Il se voulait maître du temps. Il affectionnait les montres et confectionnait des horloges, mais, dans sa vie quotidienne, il refusait de vivre dans la mêlée et se mettait hors temps.

Il était le grand-oncle de mon époux. En entrant dans la famille, vers les années soixante-huit, j’ai eu l’immense bonheur de le rencontrer dans sa maison, à Marseille, ou dans sa demeure du Castanier, en Lozère.

Il a pu en quelques années me communiquer la finalité de ses passions : « sa quête incessante du sens de l’homme ». Il critiquait à souhait les codes et les lois qui régissent nos sociétés, il en parlait savamment en tant qu’avocat.

Il a su développer ses théories à travers ses écrits, ses peintures, ses recherches bibliques. Je ne pense pas qu’un seul domaine ne lui ait échappé.

Il avait une âme de collectionneur, son capharnaüm regorgeait de livres et d’objets hétéroclites. Il y gardait les moindres traces laissées par ses ancêtres.

"Capharnaum" plaque de laiton fixée au sol à l'entrée du deuxième capharnaüm.
« Capharnaum » plaque de laiton fixée au sol à l’entrée du deuxième capharnaüm.

Il vivait avec passion sa vie. Il aimait les courses automobiles et avait possédé les plus belles voitures de son époque. Sa dernière voiture fut une 2cv, qu’il appelait la « Rolls française ».

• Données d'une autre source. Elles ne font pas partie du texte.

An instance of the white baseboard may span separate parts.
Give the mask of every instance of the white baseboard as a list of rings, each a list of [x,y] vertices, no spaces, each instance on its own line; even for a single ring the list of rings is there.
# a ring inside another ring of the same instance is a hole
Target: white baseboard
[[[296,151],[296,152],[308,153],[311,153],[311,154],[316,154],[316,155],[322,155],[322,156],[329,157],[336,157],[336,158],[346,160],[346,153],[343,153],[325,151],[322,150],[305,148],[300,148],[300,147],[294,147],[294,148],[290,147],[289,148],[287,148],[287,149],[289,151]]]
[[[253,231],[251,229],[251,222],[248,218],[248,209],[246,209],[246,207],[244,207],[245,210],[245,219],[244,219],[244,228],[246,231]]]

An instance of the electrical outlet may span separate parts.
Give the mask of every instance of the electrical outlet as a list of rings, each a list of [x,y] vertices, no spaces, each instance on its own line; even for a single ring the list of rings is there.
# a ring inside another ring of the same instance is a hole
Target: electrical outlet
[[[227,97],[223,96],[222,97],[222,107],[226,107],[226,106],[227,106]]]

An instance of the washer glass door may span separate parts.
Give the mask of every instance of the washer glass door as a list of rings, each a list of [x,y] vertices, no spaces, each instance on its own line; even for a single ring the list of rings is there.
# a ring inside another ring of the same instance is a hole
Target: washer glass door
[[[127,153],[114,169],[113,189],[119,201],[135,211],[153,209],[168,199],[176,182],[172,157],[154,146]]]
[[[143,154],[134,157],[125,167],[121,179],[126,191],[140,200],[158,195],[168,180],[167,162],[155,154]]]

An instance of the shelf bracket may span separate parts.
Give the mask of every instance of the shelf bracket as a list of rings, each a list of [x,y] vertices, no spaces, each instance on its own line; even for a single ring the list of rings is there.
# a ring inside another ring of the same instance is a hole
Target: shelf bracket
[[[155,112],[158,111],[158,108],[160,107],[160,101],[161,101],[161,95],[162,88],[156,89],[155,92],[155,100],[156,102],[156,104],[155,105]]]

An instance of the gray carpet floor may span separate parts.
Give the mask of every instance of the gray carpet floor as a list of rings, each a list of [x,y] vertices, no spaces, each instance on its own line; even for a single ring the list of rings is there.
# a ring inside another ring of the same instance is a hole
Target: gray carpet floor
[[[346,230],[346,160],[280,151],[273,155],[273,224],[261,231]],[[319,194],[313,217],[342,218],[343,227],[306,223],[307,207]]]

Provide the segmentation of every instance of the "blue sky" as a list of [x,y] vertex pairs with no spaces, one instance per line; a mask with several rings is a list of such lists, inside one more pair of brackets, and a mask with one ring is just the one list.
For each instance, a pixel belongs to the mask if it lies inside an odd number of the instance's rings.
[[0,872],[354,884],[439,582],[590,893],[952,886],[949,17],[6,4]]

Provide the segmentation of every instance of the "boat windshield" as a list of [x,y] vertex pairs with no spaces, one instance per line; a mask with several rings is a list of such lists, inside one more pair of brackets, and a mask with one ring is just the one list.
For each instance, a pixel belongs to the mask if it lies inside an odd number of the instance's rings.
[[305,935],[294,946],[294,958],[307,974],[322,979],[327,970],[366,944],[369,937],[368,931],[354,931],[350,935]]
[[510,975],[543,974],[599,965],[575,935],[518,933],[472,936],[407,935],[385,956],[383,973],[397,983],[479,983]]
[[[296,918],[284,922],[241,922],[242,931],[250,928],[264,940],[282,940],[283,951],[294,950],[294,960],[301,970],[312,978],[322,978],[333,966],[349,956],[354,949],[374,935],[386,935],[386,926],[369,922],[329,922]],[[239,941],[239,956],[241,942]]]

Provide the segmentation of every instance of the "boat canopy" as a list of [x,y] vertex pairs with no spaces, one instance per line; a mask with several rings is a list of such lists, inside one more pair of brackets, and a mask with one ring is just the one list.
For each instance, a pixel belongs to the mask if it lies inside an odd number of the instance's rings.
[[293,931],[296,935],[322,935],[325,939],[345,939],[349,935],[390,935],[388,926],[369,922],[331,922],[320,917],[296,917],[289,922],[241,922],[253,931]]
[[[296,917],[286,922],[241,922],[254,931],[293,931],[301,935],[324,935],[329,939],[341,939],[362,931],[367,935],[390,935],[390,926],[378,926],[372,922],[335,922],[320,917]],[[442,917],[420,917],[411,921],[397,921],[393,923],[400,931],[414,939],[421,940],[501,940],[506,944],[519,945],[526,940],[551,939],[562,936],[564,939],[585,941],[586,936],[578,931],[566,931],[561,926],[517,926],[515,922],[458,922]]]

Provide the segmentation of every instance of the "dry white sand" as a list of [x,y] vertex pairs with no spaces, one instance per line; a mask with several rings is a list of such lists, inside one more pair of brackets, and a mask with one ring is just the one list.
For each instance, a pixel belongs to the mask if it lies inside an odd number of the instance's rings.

Du temps de nos échanges, je garde le précieux souvenir, de la petite salle à manger du second étage qui résonnait du son de ses horloges, sur la desserte trônaient dans une corbeille, des bananes séchées et des nèfles d’hiver et dans sa vitrine s’étalaient toutes sortes de merveilles. C’est là qu’il me recevait avec sa femme. Il logeait dans une maison bourgeoise, mystérieuse et obscure. Dès l’entrée, une étrange atmosphère se faisait sentir. Tout le long des escaliers étroits, les murs étaient couverts de tableaux du Maître et de marines représentant les navires de ses ancêtres.

L’homme m’impressionnait par son allure, son port de tête majestueux, sa main blanche qui venait caresser sa barbe légendaire ou sa pipe. Il irradiait de bonheur et de gravité. Il suscitait le respect. Tel un Patriarche, il prodiguait sa tendre affection par une imposition des mains au-dessus de vos fronts et vous communiquait sa force, lors de trop grandes séparations. « J’ai gardé l’horreur des départs, de tous les départs, des séparations, si courtes qu’elles doivent être. Je les sens comme définitives, éternelles. » (Les Piquants du marron. P.C).

Il portait en lui un autre monde, il travaillait la nuit. Il naviguait entre Rêves et Réalités et il le disait :

« Chaque être humain est un monde, toujours intéressant à explorer, différent de tous les autres. Quand cet être sait se décrire, s’analyser, son œuvre est originale, unique ».

« Chimères dans mon ciel, son sujet, c’est Moi ! » P.C

Avant de vous entraîner dans son univers, je tiens à remercier amicalement sa famille et chaleureusement sa fille madame Jeanne Corazza qui m’a prêté ses archives et ses plaques photographiques tirées du fonds Coutras et m’a communiqué ses souvenirs. Elle ne ménage pas sa peine, pour garder vivante sa mémoire.                           

Christiane Aragonais-Rey, Marseille, le 12 janvier 2000.

A la fin de son livre, Christiane écrivait :

Je laisse cette page aux futurs lecteurs, car je ne doute pas qu’ils aient de nombreuses anecdotes à nous transmettre.